Formaban el grupo unas 15 personas fijas, que todos los años repetían un viaje que también se tomaban como unas vacaciones, y que les servía para volver a un país donde tenían diferentes negocios deportivos, comerciales,
amorosos o de simple holganza. Además, cada año pillaban a algún incauto como
yo. A cambio de llevar a algunos corredores españoles, cuya presencia
prestigiaba la carrera, a P. le pagaban el viaje. Pero sólo si volaba en
Cubana de Aviación. El problema es que un año llevó a todo el grupo en Cubana
y pasaron un miedo horrible, con un avión viejo que todo el rato parecía a
punto de desintegrarse. Eso había generado protestas que habían desembocado en una solución de compromiso: P.

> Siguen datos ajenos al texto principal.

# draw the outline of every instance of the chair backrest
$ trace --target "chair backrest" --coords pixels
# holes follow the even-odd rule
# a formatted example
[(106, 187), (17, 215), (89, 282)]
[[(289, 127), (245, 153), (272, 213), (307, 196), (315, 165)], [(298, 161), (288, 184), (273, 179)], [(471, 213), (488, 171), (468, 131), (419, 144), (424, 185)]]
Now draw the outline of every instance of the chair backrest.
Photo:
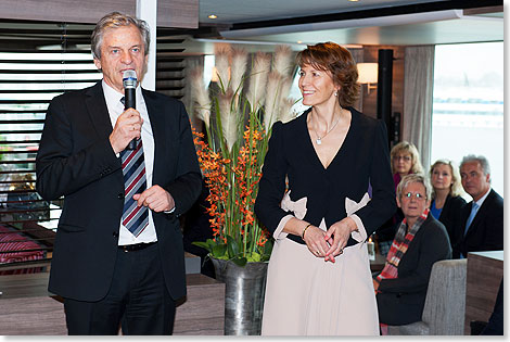
[(467, 268), (466, 258), (439, 261), (432, 266), (422, 315), (430, 334), (464, 334)]

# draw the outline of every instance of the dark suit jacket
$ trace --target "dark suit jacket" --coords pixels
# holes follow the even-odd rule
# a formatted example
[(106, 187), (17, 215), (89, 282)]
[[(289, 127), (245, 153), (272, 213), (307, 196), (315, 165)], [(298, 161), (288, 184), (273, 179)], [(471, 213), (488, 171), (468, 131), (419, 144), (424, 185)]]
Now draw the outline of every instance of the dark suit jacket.
[(401, 326), (421, 320), (432, 266), (447, 258), (451, 246), (446, 228), (429, 214), (398, 264), (398, 277), (381, 280), (379, 321)]
[[(186, 294), (178, 216), (201, 191), (201, 172), (181, 102), (143, 90), (154, 135), (153, 185), (175, 199), (173, 214), (153, 213), (163, 274), (174, 299)], [(54, 243), (49, 291), (78, 301), (104, 297), (112, 282), (124, 204), (120, 159), (101, 81), (54, 98), (37, 154), (37, 191), (64, 197)]]
[(445, 205), (441, 211), (439, 221), (445, 225), (448, 238), (450, 239), (451, 248), (454, 248), (456, 238), (455, 227), (461, 225), (462, 221), (462, 210), (466, 206), (466, 201), (460, 195), (451, 197), (448, 194), (446, 198)]
[(456, 229), (456, 243), (454, 257), (464, 257), (468, 252), (501, 251), (503, 249), (503, 201), (493, 189), (488, 193), (482, 206), (464, 236), (466, 223), (471, 213), (471, 201), (462, 211), (461, 224)]
[[(361, 114), (353, 107), (350, 127), (330, 165), (324, 168), (311, 143), (306, 124), (308, 110), (299, 117), (272, 126), (269, 150), (263, 167), (255, 213), (273, 233), (280, 220), (290, 214), (280, 203), (289, 179), (290, 198), (307, 198), (304, 220), (326, 226), (347, 216), (346, 198), (359, 203), (367, 193), (369, 181), (372, 199), (356, 211), (369, 237), (396, 208), (395, 189), (390, 167), (387, 130), (384, 122)], [(297, 243), (303, 239), (288, 235)], [(349, 238), (347, 246), (358, 241)]]

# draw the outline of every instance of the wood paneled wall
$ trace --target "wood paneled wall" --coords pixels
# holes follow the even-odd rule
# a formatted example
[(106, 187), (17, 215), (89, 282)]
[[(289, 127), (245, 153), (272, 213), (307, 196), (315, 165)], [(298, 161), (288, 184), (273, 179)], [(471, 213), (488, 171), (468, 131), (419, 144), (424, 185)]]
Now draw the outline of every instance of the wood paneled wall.
[[(404, 47), (398, 46), (366, 46), (364, 47), (364, 62), (377, 63), (380, 49), (393, 50), (393, 97), (392, 113), (399, 112), (404, 121)], [(377, 117), (378, 115), (378, 90), (371, 89), (367, 91), (367, 86), (362, 86), (362, 112), (366, 115)], [(401, 122), (403, 122), (401, 121)], [(400, 125), (401, 125), (400, 122)], [(400, 126), (401, 127), (401, 126)]]

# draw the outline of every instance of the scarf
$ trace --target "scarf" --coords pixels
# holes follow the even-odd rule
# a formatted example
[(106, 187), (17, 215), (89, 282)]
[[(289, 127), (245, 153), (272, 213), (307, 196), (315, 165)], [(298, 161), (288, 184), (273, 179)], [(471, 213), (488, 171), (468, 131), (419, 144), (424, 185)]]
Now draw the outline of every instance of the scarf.
[(411, 243), (412, 239), (415, 239), (415, 236), (420, 229), (421, 225), (423, 225), (426, 217), (429, 216), (429, 212), (430, 208), (425, 208), (407, 233), (407, 219), (404, 218), (404, 220), (401, 221), (400, 226), (398, 227), (397, 233), (395, 235), (395, 239), (393, 240), (392, 246), (390, 248), (390, 252), (387, 253), (384, 268), (381, 274), (379, 274), (379, 276), (374, 279), (373, 288), (375, 290), (375, 293), (381, 292), (378, 291), (378, 289), (382, 279), (394, 279), (398, 277), (398, 264), (400, 263), (400, 259), (404, 254), (406, 254), (409, 244)]

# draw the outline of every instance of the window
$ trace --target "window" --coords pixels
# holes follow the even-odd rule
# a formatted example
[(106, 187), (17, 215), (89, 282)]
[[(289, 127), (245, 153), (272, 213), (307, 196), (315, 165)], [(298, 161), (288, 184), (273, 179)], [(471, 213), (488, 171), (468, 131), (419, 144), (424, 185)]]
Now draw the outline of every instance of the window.
[(431, 164), (484, 155), (503, 195), (503, 42), (435, 49)]

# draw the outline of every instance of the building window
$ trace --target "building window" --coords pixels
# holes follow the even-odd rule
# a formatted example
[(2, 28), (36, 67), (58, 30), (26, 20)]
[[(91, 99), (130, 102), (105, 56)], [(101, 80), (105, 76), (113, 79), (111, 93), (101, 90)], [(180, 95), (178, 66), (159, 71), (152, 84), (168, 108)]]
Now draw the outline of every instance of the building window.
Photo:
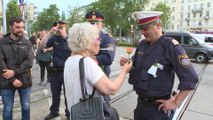
[(196, 14), (195, 13), (193, 14), (193, 17), (196, 18)]
[(207, 7), (211, 7), (211, 3), (210, 2), (207, 3)]
[(201, 20), (199, 21), (198, 25), (199, 25), (199, 26), (202, 25), (202, 21), (201, 21)]
[(190, 18), (190, 13), (187, 13), (187, 18)]
[(203, 8), (203, 3), (200, 4), (200, 8)]
[(196, 9), (197, 8), (197, 5), (196, 4), (194, 4), (194, 9)]
[(172, 11), (175, 12), (175, 7), (172, 7)]
[(184, 11), (184, 6), (181, 6), (181, 11)]
[(200, 13), (200, 17), (202, 17), (202, 16), (203, 16), (203, 13), (201, 12), (201, 13)]
[(183, 14), (180, 15), (180, 18), (183, 19)]
[(184, 4), (184, 0), (181, 0), (181, 3)]
[(172, 16), (172, 20), (175, 20), (175, 16)]
[(187, 22), (187, 26), (189, 26), (189, 22)]

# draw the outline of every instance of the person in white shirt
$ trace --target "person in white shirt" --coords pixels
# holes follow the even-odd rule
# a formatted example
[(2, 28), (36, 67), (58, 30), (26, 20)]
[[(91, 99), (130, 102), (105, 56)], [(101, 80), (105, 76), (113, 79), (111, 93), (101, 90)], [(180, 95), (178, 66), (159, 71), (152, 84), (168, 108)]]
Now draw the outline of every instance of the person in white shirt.
[(116, 94), (124, 81), (124, 77), (130, 71), (132, 62), (130, 61), (123, 66), (115, 80), (110, 80), (98, 66), (97, 61), (92, 59), (92, 56), (99, 52), (100, 39), (97, 27), (89, 22), (74, 24), (69, 29), (68, 41), (72, 55), (65, 62), (64, 84), (68, 108), (71, 113), (71, 106), (78, 103), (79, 99), (82, 98), (79, 77), (79, 60), (82, 57), (85, 57), (84, 76), (87, 92), (91, 94), (93, 87), (95, 87), (96, 95)]

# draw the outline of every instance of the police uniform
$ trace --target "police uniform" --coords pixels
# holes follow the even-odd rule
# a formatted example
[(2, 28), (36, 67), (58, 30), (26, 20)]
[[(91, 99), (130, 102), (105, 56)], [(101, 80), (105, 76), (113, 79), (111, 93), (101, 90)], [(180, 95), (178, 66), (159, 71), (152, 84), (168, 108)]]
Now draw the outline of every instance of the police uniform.
[[(85, 18), (91, 23), (102, 22), (103, 14), (97, 11), (90, 11), (85, 15)], [(96, 56), (99, 66), (102, 67), (104, 73), (109, 77), (111, 73), (110, 65), (114, 61), (116, 45), (114, 39), (107, 33), (100, 32), (100, 51)]]
[[(135, 12), (139, 29), (159, 19), (159, 12)], [(133, 57), (129, 83), (138, 95), (134, 120), (170, 120), (168, 114), (158, 111), (158, 99), (170, 99), (175, 73), (179, 90), (193, 90), (198, 76), (182, 46), (173, 38), (162, 35), (154, 44), (140, 42)]]
[[(96, 24), (97, 22), (102, 22), (104, 16), (98, 11), (90, 11), (85, 15), (85, 18), (91, 23)], [(109, 77), (111, 73), (110, 65), (114, 61), (116, 45), (114, 39), (109, 35), (100, 31), (100, 51), (96, 55), (98, 65), (102, 68), (106, 76)], [(109, 104), (111, 98), (105, 95), (105, 101)]]
[[(59, 24), (65, 24), (63, 21), (58, 21)], [(52, 105), (50, 106), (50, 114), (45, 117), (49, 120), (59, 116), (61, 87), (64, 87), (64, 64), (66, 59), (71, 55), (71, 50), (68, 47), (67, 38), (62, 38), (58, 35), (53, 35), (46, 44), (46, 47), (53, 47), (53, 74), (50, 77), (50, 87), (52, 92)], [(65, 90), (65, 89), (64, 89)], [(65, 91), (64, 91), (65, 92)], [(65, 95), (65, 94), (64, 94)], [(67, 117), (70, 113), (67, 108), (65, 97), (65, 114)]]

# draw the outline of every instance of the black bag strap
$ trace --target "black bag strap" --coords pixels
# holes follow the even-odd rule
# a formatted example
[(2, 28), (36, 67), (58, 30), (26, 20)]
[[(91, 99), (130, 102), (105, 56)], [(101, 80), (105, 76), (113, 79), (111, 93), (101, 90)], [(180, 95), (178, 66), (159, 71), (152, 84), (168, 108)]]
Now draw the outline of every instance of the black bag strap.
[(87, 93), (86, 85), (85, 85), (85, 77), (84, 77), (84, 57), (79, 61), (79, 73), (80, 73), (80, 83), (81, 83), (81, 92), (82, 99), (80, 101), (85, 101), (95, 95), (95, 87), (93, 88), (92, 94), (89, 95)]

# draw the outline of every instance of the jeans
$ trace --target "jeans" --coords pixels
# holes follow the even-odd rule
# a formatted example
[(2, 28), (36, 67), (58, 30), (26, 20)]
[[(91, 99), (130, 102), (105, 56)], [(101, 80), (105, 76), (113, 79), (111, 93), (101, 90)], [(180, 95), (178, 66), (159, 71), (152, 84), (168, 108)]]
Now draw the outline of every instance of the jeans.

volaba unos días antes en Cubana, y nos mandaba a los demás en Iberia. Al parecer
P. tenía un miedo irreprimible a los aviones y afrontaba esos vuelos a base de
biodraminas y whisky.
El día de la cita, quedamos en
Barajas con una hora de antelación para conocernos. Nada más llegar a la
terminal, reconocí a varios colegas. La gente que corre maratones tiene un tipo
especial, están súper delgados, tienen un aire ingrávido, un poco felino, y gastan chándales vistosos de las marcas
punteras. Se lo creerán o no, pero en ese tiempo yo pesaba 59 kilos. Nos
presentamos y formamos corro. Éramos un grupo mixto, con unas cuantas parejas,
amigos de años anteriores, etc. Enseguida me percaté de que había un
elemento que se salía de la regla del grupo. Por edad, hechuras y aspecto. Era
un tipo muy mayor, chaparro, regordete, con un puro a medio fumar sostenido entre dos dedos,
pelo rizado canoso y un aire entre Spencer Tracy y una especie de Curro Jimenez bajito. Frente
a las mochilas ergonómicas que cargábamos los demás, aquel abuelo llevaba una
maleta atada con una cuerda, como los viajeros del siglo XIX. Me lo presentaron como Pepe Ortega y, al
saludarnos, no pude evitar preguntarle: ¿Pero tú también vas a correr la
carrera? Con seriedad absoluta, me dijo que por supuesto. Un rato después, un ayudante de P., que andaba por allí organizando el cotarro, me confirmó lo
que imaginaba: el tipo me había tomado el pelo. Pepe Ortega no había corrido
en su vida.
En este blog ha quedado
acreditada mi capacidad de empatizar con frikis y similares, así que no les
sorprenderá que Pepe Ortega y yo hiciéramos buenas migas y nos sentáramos
juntos en el avión (éramos los únicos nones del grupo). Me contó su vida
mientras cruzábamos sobre el Atlántico en un día despejado y luminoso. Era nada
menos que un superviviente de la División Azul, un tipo que había logrado salir
vivo de Stalingrado. Los ayudantes de P. me confirmaron que ese dato era
cierto. Pero Pepe Ortega no era un fascista (ya he dicho que para mí, fascista
no es un insulto, sino un adjetivo descriptivo de un tipo de mentalidad). Yo lo
definiría más bien como un aventurero, un ácrata irredento con un punto
gamberro. Sus padres habían muerto en la guerra española. Me contó que era casi un
adolescente cuando firmó los papeles para alistarse a la aventura en la helada estepa
rusa. Que no sabía cómo había logrado volver de aquel infierno. Que esa experiencia había marcado para siempre su personalidad: después de aquel horror, su forma de abordar cualquier tema partía inevitablemente de un escepticismo básico sobre la condición humana.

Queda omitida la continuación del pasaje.